The inventory of proposed solutions typically reveals the same pattern. Most of the solutions are characterized by their refusal to treat the Ayodhya issue as contestation between two communities for land acquisition and use. As the events unfolded the issue of inter-community justice and pride of the communities has been inextricably woven around the issue. The proposed solutions sidetrack the issues involved. Moreover, they suggest national secular institutions (Museum, Library or other Public utility Services) to be built at the disputed site. Some of them want religious monuments by involving two more religions (Christianity and Sikhism) to build a monument dedicated to their idea of secular institutions. Solutions to problems are marked by two different and yet related transitions. One of them consists in a movement from the current state of affairs toward the desired state of affairs. In the case of Ayodhya these two situations are contested. The second alternative bridges the gap through transformation of both the problem and the solution. The way Ayodhya dispute has been approached and appropriated such possibilities are far-fetched, if not altogether impossible.
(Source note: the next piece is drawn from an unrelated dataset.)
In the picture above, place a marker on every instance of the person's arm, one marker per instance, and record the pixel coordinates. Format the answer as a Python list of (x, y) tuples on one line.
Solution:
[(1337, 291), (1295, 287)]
Muslims and Christians bury their dead; they have a sense of history. These representational practices reveal a tendency to concretise and give material form to the absences of their ancestors. Ayodhya opens/digs up history and forecloses modern representational practices and settlement in or by time. Unlike myths, death is real in history. Ayodhya issue is a metamorphosis. Nothing can be done about this as it has already turned into a graveyard, first for the secularists and humanists and then for the proponents of political Hinduism.
P.S. : Written 22 years back and presented as such without edits or revisions, was a M.Phil Student, then, and it was difficult not to get drawn in this issue and rehearse what I was only begining to process as part of disciplinary learning. Events and episodes like Ayodhya are of the kind that fall between what can be rationally processed and those that often lie beyond what one can fathom and grasp.